We return again through season two, which offers a wide range of dramatic events. The season begins as OA tracks dramatic shifts and is reflected in her life after a childhood accident, as there appear to be new confrontations away from home. On the other hand, there is a new journalist starting to make a new offer to the family where things change. Meanwhile, there seems to be a painful dilemma that gives OA a new perspective on a new plight for the group.
The only thing I'm sure of when it comes to The OA is that the process of watching and experiencing an episode is unlike the viewing of any other show on TV and, good or bad, there's value in that.

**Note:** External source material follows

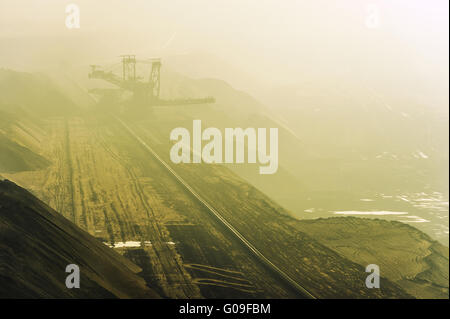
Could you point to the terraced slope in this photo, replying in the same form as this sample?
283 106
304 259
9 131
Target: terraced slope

It's compelling -- or at least it is once it gets going -- but it's a very different beast to season one, swapping out ambiguity for hard sci-fi fantasy.
Ben-Adir is great here, with his seen-it-all shrug and effortless cool, and his presence gives us a viewer surrogate who's just as confused and exasperated by all this pseudoscientific mumbo-jumbo as we are.
There are moments in Part II that are so visually and conceptually bold... There are other moments that skirt so close to the pretentious and ridiculous that they made me think I might actually transform into the eye-roll emoji.
This time it feels worth it. And it turns out, if you were one of the viewers who believed, who left that door open for The OA all these years, you might have welcomed some bonafide, baffling magic into your home.
It's hard not to appreciate the grand scale of what Marling and Batmanglij are attempting to do, even if it's difficult at times to discern what, exactly, that's supposed to be.
Events, characters and half-formed ideas are thrown at the screen then abandoned in favour of fresh mysteries, the show infinitely rolling out a carpet of kookiness.